Anthony Albanese will take changes to negative gearing and capital gains tax to parliament on Thursday, putting one of Labor’s most politically charged budget measures in front of lawmakers as the government tries to lock in its tax agenda before winter. The draft laws will also include Labor’s promised $1,000 standard tax deduction and the $250 working Australians tax offset.
Albanese said the core elements of the plan should pass parliament by early July, giving the government a narrow window to turn a disputed budget pitch into law. He also said rule changes to the tax treatment for trusts would come later in the year, while consultation with the tech sector and business groups was still under way.
The pressure on the government is already building inside its own ranks. Labor MPs expect Tuesday’s caucus meeting to include heated debate over the capital gains tax changes, and some in the party are angry that the budget message has drifted away from intergenerational fairness in the housing market. The backlash has not come only from opponents. Investors and startup founders have also pushed back, and the government has struggled to explain the benefits of replacing the 50% capital gains tax discount with an inflation-based model.
That is the political problem Albanese is trying to solve this week. The changes are designed to help reshape housing policy, but they also open a fresh fight over who should pay more and how far the government should go in changing long-standing tax settings. Clare O’Neil said the budget was aimed at housing, adding that “The main issue that most Australians face in their lives is trying to realise the aspiration to own their own home” and that “Let’s remember here that the budget is about trying to reshape the housing opportunities for Australians and the people that we are thinking about are the millions of people around our country who are struggling right now.”
The numbers matter because the politics do, too. Albanese wants the main laws through by early July, but the plan still faces strong opposition from the Coalition, which has already signaled it would move to repeal the changes if it wins the next election. Angus Taylor has pledged to do exactly that, while the Greens are widely seen as the bloc most likely to determine whether the legislation survives in the Senate. Larissa Waters dismissed the proposal as “tinkering around the edges,” underscoring how little room the government has to breathe.
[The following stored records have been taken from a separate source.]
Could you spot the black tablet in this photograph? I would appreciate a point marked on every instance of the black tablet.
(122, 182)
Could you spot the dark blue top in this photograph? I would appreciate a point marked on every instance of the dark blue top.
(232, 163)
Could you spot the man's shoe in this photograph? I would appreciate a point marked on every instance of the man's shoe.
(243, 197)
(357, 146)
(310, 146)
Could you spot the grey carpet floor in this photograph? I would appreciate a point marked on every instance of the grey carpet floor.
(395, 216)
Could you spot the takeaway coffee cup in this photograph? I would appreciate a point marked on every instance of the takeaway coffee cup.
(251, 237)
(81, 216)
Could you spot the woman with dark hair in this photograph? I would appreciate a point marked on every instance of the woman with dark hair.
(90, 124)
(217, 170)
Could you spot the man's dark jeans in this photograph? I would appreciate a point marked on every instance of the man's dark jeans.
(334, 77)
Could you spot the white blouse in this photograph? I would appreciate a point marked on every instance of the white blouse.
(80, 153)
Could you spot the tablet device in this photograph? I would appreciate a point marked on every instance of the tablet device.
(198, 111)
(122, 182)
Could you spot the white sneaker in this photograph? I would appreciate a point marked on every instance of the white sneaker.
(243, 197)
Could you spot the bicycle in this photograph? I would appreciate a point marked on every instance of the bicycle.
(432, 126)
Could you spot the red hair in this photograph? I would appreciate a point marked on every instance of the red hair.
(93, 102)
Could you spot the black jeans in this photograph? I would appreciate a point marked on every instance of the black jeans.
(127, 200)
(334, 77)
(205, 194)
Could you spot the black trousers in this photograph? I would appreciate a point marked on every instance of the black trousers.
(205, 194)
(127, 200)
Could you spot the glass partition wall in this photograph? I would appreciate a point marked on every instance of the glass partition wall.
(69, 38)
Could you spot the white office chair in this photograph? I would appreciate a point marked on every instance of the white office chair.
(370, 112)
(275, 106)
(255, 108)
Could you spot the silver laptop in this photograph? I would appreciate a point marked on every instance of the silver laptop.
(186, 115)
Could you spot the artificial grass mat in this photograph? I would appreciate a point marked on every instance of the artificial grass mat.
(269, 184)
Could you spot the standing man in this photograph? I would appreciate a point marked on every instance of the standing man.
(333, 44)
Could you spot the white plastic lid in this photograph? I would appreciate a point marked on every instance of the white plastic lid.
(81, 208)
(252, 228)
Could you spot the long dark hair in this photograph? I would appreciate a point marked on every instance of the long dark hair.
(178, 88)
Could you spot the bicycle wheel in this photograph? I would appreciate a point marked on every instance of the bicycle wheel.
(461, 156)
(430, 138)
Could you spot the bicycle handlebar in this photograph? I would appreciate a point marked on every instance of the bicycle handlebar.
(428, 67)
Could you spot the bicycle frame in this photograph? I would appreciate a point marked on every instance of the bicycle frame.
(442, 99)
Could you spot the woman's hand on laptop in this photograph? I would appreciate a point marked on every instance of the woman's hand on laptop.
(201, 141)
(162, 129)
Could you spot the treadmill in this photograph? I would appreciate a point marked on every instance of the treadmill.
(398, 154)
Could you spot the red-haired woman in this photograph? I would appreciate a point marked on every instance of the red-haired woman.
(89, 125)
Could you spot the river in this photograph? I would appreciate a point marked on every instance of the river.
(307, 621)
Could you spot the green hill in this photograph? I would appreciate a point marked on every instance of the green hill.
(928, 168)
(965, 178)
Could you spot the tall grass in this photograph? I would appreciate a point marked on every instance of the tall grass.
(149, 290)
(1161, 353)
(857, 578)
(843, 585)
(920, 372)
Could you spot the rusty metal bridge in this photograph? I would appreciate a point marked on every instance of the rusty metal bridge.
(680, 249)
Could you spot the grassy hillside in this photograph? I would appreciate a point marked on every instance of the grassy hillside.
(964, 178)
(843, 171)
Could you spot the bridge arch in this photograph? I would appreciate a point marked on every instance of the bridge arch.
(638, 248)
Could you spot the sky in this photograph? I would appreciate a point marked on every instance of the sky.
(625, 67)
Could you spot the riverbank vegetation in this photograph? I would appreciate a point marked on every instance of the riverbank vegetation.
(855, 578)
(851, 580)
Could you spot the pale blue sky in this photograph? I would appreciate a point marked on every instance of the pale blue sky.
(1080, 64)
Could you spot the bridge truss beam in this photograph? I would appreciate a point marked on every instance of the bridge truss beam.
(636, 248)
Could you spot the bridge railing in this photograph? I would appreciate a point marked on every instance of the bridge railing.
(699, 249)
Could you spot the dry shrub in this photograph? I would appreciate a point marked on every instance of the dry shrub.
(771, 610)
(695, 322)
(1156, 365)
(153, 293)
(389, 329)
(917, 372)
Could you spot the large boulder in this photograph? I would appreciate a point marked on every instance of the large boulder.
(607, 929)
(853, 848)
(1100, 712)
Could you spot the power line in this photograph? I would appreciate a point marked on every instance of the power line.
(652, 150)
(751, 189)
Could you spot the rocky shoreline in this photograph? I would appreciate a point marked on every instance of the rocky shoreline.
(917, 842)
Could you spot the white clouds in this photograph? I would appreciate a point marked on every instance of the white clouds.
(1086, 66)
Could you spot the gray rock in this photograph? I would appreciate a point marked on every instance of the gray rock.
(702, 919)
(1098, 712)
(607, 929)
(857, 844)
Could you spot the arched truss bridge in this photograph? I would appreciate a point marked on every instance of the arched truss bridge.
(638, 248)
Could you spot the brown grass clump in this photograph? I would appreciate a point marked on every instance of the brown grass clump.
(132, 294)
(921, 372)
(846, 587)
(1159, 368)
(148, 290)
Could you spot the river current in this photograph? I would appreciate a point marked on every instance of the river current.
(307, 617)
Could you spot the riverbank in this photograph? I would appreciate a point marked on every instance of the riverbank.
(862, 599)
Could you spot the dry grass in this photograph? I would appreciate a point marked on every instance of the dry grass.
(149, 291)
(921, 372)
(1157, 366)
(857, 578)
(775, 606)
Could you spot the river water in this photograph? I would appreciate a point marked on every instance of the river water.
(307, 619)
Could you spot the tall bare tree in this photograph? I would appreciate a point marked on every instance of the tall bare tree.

The government is also leaving itself more room for later battles. Albanese said changes to trusts would come after this round, and there are already signs that possible carve-outs for businesses beyond the startup sector may be part of the conversation. On Thursday, he will present a package that tries to link tax relief, housing pressure and fairness in one message. Whether parliament hears one plan or several competing arguments may decide how much of Anthony Albanese’s budget tax changes actually make it onto the statute book.